Walla Walla Wine Region
The Walla Walla AVA (American Viticultural Area) was established back in 1984 with a history of growing grapes that dates back to the 1850’s when Italian immigrants started cultivating grapes in the region. The town of Walla Walla, Washington itself is located in the southeast corner of the state. The quaint little town is home to two small colleges, Walla Walla Community College and Whitman College, where you can earn a degree in viticulture and enology. If you are looking to do some wine tasting, you are in the right spot. There is an abundance of tasting rooms in the historic downtown district belonging to some of the nearly 100 wineries in the region. Expanding on its long-running agricultural history of farming potatoes, asparagus, and onions; it is now growing mostly vines.
The region is unique in the fact that it belongs to two states: Washington and Oregon. Walla Walla is a sub-AVA of the larger Columbia Valley AVA. As you can see from the VinMap below; two-thirds of the AVA belongs in Washington while one-third belongs in Oregon. A majority of the grapes are grown on the Oregon side of the Walla Walla AVA, however, most of the winery facilities and tasting rooms belong on the Washington side.
While winemaking began nearly two centuries ago, many setbacks delayed the boom of the wine industry in Walla Walla.

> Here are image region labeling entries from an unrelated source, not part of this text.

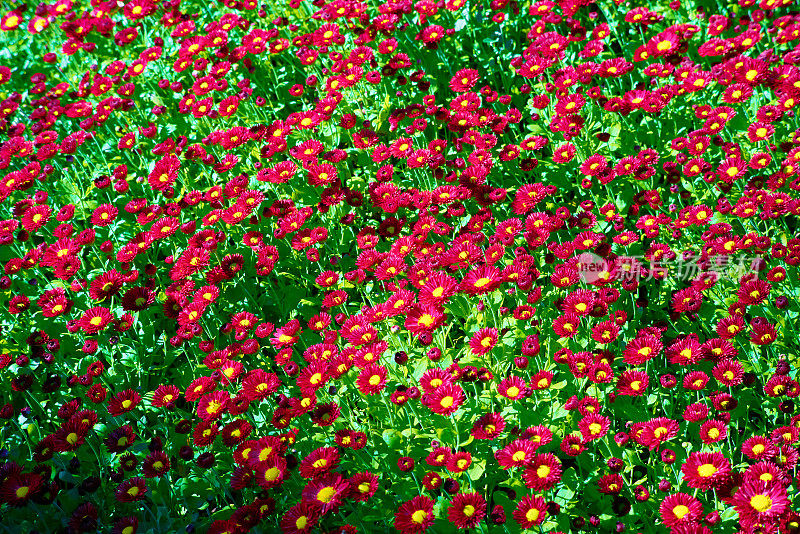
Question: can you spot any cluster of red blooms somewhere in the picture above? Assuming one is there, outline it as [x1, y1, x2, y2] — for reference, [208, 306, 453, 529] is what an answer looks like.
[0, 0, 800, 534]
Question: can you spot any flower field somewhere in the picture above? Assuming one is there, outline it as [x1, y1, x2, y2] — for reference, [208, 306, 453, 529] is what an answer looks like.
[0, 0, 800, 534]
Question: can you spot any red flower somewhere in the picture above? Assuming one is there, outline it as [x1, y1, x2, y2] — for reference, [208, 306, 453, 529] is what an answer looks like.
[114, 477, 147, 502]
[394, 495, 436, 534]
[447, 493, 486, 528]
[511, 495, 547, 529]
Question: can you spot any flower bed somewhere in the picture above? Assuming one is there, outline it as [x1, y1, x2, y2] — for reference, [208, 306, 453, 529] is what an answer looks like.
[0, 0, 800, 534]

Settlers and immigrant workers came to the county for the Gold Rush and agricultural work. After the Gold Rush ended, the chance of building a railway bypassed, Prohibition began, and devastating bouts of frost set in; the industry didn’t get to see much growth until the 1970s and 80s. Now it is the second largest growing region in Washington. The county is out-of-the-way but has been a hot spot for destination wine lovers with crowds from the greater Seattle area, Portland, Lewiston and Coeur d’Alene, Idaho.
Accurately deeming itself “Napa in Blue Jeans”, Walla Walla has a laid back and welcoming atmosphere. But don’t let that fool you, Walla Walla is home to many international award-winning wines. The region is home to many cult wineries like Leonetti Cellars, L’ECole No.41, and Woodward Canyon Winery who have led the way in creating a successful destination wine region.
Food and art are also a huge part of the counties culture. You will find an abundance of award-winning farm-to-table focused restaurants, utilizing all of the local produce and animals grown there. Art classes, auctions, and art shows are weekly events in Walla Walla.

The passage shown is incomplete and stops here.